Since starting my co-op in Corporate Communications at Vertex Pharmaceuticals, I’ve learned a lot from my team. I’ve observed their business-casual fashion expertise, I’ve learned how to act attentive but maintain an informal tone in meetings, and I’ve become extremely adept at staying on top of my schedule.

I’ve also been working on refining my to-do list technique, once again taking cues from my team members. This week, I decided to ask a selection of the successful, hardworking people I work with every day about how they approach their to-do list, which tends to be pretty significant from week-to-week, and then apply that information to my own learning process. The way we work best depends on how our brain is wired, and to-do lists are no exception. Of course, everyone has a different style, and there’s no wrong way to make a to-do list. However, here are a few themes I noticed, all of which are great approaches to doing well at your job.  

The “In Your Face” Approach

This is the perfect technique for visual learners. Whether it’s writing everything down in a notebook or pasting a bunch of Post-its on your desk, those who favor this method prefer to have all their relevant tasks right at hand, sorted in order of priority. Advantages of this technique are that it’s colorful and puts all the important information at your fingertips. For example, if you’re running to a meeting, having a notebook that contains all your immediate tasks can definitely come in handy. Disadvantages are that it can make for a messy desk, and may make it more difficult to keep track of everything that needs to get done as your list starts to grow.

The Electronic Approach

This is by far the most organized method. While some of my colleagues type tasks into their outlook calendar and others keep a running word document of their to-dos, one person in particular embodies the perfect online to-do list technique by using an app called Asana. This app, which can be synced to your email, phone calendar, and so on, allows you to program your tasks by subject, due date, and project. You can also sync up with a team member if you prefer a collaborative approach. For the tech-savvy working girl, apps like this are the perfect solution, but don’t forget that it takes time to adjust to a new method!

The “Onion” Approach

I coined this term after observing that many of my colleagues keep two to-do lists, one “master list” that covers the entire week or month, and a small Post-it note that only includes the day’s priorities. Whether you prefer print or online, this approach is a great foundation for keeping track of everything that needs to get done. You might even want to take it a step further – one of my team members has a record number of four to-do lists, each encompassing a different length of time.

The Refreshed Approach

I made this distinction after observing that while many people prefer a long to-do list that they can continue to build on throughout several weeks, others like to start fresh every week. One of my colleagues prints out a to-do list each week that has a high-priority list built-in. If you’re going to take this approach, it’s best to type up your to-do list when you have some downtime on Friday afternoon, so as not to forget about any pressing Monday-morning tasks. On the other hand, if you’re going to maintain a running master list, you’ll still want to refresh every once in a while, probably when your to-do list exceeds a set limit or becomes impossible to read – whichever comes first!

The “Bucket” Approach

This method was common to almost everyone I talked to on my team. It’s natural to organize priorities into categories, whether those are specific people you report to, types of tasks (emailing, writing, etc.) or important dates. Organizing your to-do list into “buckets” that you can focus on a little at a time will be a likely improvement for whatever method you choose to pursue, whether you’ve already got a master list crafted in your Levenger notebook or you simply keep a running tally of priorities in your calendar.

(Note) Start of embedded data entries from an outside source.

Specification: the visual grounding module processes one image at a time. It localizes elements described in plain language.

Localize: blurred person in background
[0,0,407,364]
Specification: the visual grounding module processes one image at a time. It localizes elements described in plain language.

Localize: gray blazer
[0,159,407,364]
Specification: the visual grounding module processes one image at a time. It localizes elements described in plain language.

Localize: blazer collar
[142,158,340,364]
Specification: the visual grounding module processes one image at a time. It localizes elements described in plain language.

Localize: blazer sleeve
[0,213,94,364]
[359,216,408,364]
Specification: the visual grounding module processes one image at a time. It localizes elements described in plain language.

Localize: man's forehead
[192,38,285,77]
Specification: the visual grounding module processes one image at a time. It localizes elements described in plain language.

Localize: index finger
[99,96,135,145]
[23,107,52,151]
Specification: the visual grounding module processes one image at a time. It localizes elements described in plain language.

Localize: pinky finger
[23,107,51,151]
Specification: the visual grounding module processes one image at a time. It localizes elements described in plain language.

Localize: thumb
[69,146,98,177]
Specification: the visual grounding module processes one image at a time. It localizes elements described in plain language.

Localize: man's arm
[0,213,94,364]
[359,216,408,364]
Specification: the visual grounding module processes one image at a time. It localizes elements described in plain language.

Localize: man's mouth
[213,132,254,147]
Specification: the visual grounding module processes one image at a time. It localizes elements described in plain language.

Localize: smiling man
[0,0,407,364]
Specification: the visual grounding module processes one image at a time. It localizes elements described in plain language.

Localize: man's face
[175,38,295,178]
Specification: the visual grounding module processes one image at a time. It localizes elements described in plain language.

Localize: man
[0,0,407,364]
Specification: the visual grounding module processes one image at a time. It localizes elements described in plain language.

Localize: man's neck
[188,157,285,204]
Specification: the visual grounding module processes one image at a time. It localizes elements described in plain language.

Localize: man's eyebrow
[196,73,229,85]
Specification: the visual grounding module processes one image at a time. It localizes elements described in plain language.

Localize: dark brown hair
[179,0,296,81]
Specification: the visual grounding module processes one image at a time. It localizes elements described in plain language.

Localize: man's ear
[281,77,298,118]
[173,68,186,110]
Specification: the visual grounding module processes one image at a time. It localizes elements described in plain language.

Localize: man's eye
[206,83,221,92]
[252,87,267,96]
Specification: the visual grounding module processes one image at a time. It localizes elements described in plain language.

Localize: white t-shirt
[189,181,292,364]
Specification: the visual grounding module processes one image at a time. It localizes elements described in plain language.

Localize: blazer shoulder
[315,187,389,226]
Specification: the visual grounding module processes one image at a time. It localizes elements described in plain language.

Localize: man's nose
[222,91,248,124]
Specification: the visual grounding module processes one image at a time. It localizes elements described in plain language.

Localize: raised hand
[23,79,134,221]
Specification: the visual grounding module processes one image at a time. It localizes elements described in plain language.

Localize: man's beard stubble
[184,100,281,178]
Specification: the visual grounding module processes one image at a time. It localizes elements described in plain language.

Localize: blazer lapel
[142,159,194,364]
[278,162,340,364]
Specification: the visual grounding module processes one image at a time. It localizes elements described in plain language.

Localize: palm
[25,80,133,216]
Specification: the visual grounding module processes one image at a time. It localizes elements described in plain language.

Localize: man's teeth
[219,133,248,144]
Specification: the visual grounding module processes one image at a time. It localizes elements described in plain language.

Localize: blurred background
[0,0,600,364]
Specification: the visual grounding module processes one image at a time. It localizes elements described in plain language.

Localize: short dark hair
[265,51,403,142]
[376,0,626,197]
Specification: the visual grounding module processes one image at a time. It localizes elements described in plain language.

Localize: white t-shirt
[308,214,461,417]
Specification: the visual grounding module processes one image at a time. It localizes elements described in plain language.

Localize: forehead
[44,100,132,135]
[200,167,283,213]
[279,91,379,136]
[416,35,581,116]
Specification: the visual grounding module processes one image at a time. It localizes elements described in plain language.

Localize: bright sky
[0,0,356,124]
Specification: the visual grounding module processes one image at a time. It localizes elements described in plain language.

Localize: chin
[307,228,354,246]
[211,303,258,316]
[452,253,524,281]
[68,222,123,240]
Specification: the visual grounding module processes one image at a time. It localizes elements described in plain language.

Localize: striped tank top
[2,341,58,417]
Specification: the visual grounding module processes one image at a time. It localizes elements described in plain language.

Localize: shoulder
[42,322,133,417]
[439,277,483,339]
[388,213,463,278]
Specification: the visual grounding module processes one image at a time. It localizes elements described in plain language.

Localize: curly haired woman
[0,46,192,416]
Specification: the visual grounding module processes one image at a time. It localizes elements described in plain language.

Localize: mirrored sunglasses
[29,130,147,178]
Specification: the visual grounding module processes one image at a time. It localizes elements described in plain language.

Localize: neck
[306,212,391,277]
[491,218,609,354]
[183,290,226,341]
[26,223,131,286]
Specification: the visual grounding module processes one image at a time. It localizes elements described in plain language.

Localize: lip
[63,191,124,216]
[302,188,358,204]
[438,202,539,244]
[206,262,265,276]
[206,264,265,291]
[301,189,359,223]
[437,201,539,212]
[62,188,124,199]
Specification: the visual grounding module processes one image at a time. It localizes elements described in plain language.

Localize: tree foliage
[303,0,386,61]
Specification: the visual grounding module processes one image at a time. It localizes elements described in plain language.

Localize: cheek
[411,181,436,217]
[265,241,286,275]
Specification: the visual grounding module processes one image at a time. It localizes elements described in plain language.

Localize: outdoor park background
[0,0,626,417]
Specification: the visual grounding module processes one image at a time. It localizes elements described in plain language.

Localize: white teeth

It’s scientifically proven that writing to-do lists is good for productivity, no matter the method you use. Our brain tends to fixate on incomplete tasks, a phenomenon known as the Zeigarnik effect. Some professionals are extreme organizers with multiple color-coded lists, others work best with a simple smattering of Post-it notes, and still others fall somewhere in between. Whatever combination of the methods above you prefer, writing down what you need to get done is a surefire way to stay on top of your agenda. It’s very inspiring for me to be surrounded by so many different techniques every day – I can’t wait to continue refining my own method until I find the perfect fit for me.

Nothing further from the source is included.